Newly-public tech stars recoup market losses

Ronny Kerr · August 9, 2011 · Short URL: https://vator.tv/n/1da3

LinkedIn, HomeAway, Yandex and others recover from Monday sell-off; Pandora still in decline

I keep turning back to this statement made by President Barack Obama yesterday only because, despite how large or little effect it might have on the world, it strives to be such an inspiring glimmer of hope:

"Markets will rise and fall," said President Barack Obama on Monday, in an attempt to inject some seriously-needed optimism into the economy. "But this is the United States of America. No matter what some agency may say, we have always been and always will be a Triple-A country."

Obama made the statement amid a troubled global market on Monday, as shareholders sold their stock en masse, affecting everything from the major exchanges down to newly public tech companies.



On Tuesday, however, those same companies and organizations appeared to be recouping some of their losses.

LinkedIn, for example, had suffered the most drastically yesterday, dropping $15.89 to $75.47 per share (-17.39 percent). In today’s reversal of fortune, though, LinkedIn saw its shares rise $8.00 (10.60 percent) to $83.47. That’s still a lot lower than the $110.28 peak seen in late July, but it’s a potential start.

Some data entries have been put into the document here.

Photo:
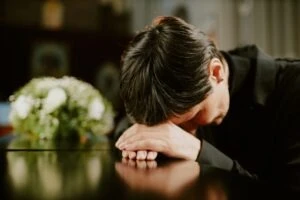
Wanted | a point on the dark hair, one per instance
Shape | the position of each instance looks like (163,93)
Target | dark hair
(164,70)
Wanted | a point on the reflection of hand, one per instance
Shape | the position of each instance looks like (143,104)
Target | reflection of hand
(169,180)
(166,138)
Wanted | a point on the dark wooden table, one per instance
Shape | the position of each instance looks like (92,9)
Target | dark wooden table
(95,170)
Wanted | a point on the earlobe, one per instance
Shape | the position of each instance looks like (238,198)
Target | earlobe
(216,70)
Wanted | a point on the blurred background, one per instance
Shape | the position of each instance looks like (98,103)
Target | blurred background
(85,38)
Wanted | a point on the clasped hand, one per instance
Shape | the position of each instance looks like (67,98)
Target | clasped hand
(144,142)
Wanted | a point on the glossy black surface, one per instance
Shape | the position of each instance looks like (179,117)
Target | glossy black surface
(95,170)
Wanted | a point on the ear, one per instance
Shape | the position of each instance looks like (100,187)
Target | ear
(216,70)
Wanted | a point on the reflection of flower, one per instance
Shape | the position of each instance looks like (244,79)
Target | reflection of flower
(59,108)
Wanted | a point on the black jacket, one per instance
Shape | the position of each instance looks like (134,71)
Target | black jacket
(260,136)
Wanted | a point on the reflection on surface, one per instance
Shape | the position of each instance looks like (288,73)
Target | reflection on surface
(53,175)
(27,143)
(169,180)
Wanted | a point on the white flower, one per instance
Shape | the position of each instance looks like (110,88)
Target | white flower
(56,97)
(23,105)
(36,109)
(96,109)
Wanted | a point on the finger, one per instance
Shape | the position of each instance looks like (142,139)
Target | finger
(132,155)
(124,134)
(141,164)
(151,164)
(149,144)
(125,154)
(131,163)
(141,155)
(125,161)
(151,155)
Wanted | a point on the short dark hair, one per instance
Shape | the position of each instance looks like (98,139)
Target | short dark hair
(165,70)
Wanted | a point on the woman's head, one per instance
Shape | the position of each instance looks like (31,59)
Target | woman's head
(166,71)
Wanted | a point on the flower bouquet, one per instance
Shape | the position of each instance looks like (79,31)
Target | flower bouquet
(56,108)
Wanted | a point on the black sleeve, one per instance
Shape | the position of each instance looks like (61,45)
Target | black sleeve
(289,130)
(212,156)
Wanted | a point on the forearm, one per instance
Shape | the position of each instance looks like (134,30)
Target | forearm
(214,157)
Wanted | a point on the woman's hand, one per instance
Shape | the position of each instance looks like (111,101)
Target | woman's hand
(166,138)
(140,155)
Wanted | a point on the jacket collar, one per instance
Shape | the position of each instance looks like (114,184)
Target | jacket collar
(249,63)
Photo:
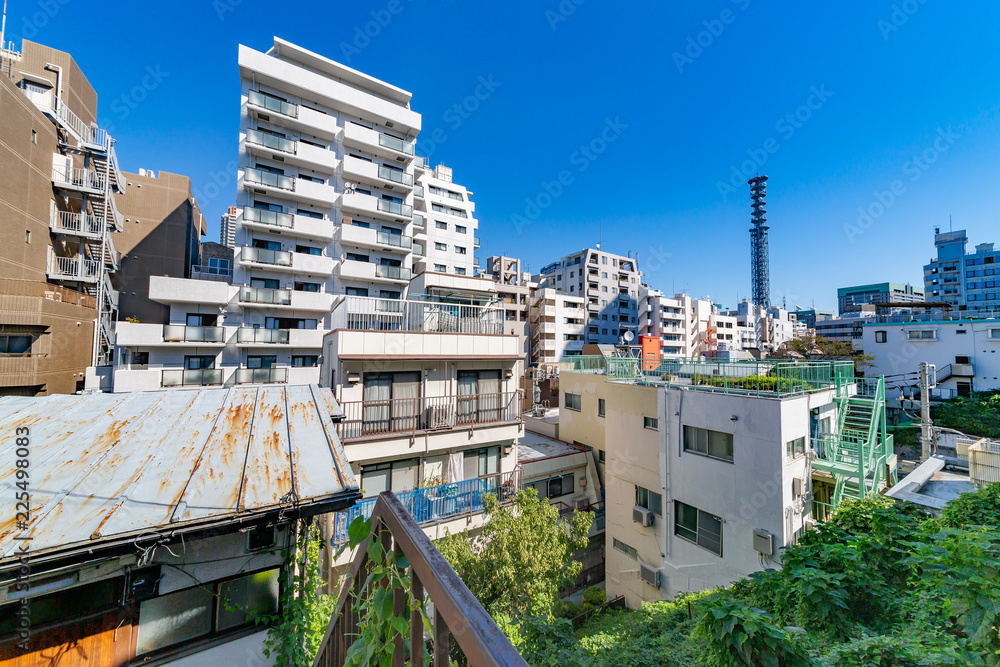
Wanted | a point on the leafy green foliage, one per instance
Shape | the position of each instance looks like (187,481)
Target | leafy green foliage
(522,556)
(978,414)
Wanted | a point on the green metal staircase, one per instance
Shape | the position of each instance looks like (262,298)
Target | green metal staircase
(857,455)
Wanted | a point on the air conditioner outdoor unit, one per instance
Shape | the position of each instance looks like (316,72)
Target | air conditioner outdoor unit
(438,416)
(642,516)
(763,542)
(650,575)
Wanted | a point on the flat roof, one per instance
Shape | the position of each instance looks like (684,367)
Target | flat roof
(534,446)
(108,467)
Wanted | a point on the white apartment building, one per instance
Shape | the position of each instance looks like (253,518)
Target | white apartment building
(327,181)
(557,322)
(964,351)
(608,283)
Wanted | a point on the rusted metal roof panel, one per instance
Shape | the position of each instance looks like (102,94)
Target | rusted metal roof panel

Most other new tech IPOs saw their stock recovering after a rough Monday. In after hours trading, Demand Media more than made up for its $0.90 loss yesterday, rising $1.53 to $10.51. Similarly, HomeAway erased its $0.57 loss yesterday by rising $2.91 to $34.58. Zillow nearly recouped yesterday’s $2.07 decline, today rising $1.87 to $27.96.

International tech stars Renren and Yandex each had a harder time making up for their stock drops. Renren stock rose $0.58 (after decreasing yesterday $0.87) and Yandex stock rose $2.72 (after decreasing $3.79).

The only company that we reported on yesterday still seeing red is Pandora, which on Tuesday saw its shares continue to drop by $0.76 (-6.08 percent). With Pandora, the complications run deep, as a swarm of competitors from Spotify to Apple vie for a chunk of the rapidly transforming music and technology crossroads.

While, indeed, the markets will rise and fall, it must be comforting for these companies to see that the frantic sell-off from yesterday does not have as strong legs today.